= Thomas Cole (archdeacon of Essex) =

English Protestant churchman (died 1571)

Thomas Cole (died 1571) was an English Protestant churchman, a Marian exile who became archdeacon of Essex.

==Life==
A native of Lincolnshire, he graduated M.A. at Oxford. He held the mastership of Maidstone School in 1552, but emigrated to Frankfurt on the accession of Queen Mary. There he made the acquaintance of John Knox. He subsequently moved to Geneva.

Having returned to England Cole was presented to the rectory of High Ongar, Essex, in 1559. He was collated to the archdeaconry of Essex in the ensuing year, and subsequently appointed commissary of the archbishop in the archdeaconries of Essex and Colchester. In 1560 he was also installed in the prebend of Rugmere in St. Paul's Cathedral.

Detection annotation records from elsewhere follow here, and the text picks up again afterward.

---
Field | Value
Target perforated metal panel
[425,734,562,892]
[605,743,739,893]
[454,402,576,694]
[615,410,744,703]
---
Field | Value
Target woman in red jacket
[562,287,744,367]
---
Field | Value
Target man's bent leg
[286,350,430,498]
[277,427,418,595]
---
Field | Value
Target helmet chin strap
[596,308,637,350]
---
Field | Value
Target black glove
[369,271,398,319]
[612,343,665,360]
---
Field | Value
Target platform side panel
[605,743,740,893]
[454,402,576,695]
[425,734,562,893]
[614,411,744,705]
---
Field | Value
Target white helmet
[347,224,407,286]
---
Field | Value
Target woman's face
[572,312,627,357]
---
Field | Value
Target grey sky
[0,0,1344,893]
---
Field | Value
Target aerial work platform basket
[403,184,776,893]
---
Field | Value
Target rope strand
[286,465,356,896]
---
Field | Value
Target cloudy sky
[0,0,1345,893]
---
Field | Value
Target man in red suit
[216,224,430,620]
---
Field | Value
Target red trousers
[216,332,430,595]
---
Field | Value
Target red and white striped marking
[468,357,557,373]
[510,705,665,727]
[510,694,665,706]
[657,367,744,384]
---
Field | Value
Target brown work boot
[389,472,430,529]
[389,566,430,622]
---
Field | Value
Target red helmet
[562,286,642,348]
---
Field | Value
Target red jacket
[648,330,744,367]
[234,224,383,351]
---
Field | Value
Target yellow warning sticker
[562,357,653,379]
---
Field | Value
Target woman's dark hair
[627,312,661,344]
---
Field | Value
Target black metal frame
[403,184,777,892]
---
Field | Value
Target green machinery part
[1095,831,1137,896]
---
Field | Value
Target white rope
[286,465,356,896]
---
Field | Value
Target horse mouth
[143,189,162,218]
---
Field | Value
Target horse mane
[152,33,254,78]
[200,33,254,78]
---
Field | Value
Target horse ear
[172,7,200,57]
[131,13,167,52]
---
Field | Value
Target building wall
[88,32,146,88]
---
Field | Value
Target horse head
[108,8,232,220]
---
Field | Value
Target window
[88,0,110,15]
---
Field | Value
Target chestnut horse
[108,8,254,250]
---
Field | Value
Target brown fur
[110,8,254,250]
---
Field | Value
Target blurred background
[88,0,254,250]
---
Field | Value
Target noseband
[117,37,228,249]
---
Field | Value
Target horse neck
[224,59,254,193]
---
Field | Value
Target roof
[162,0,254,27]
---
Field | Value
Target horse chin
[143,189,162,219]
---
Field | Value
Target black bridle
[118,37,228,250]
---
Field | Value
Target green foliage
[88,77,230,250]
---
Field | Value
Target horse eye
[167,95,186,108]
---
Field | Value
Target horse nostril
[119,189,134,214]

Cole was present at the Convocation of 1563 and subscribed the original Thirty-nine Articles and the petition for discipline presented by the lower house. In 1564 he commenced D.D. at Cambridge, and the same year he was presented to the rectory of Stanford Rivers, Essex. He had a reputation for eloquence and also for a tendency towards nonconformity. He died in 1571. He was buried at St Mary Abchurch 2 July 1571

==Works==
Cole published:

- A sermon preached at Maidstone in Lent, 1553; and also
- A sermon preached before the queen at Windsor in 1564.

He had a hand in the framing of the Genevan form of worship.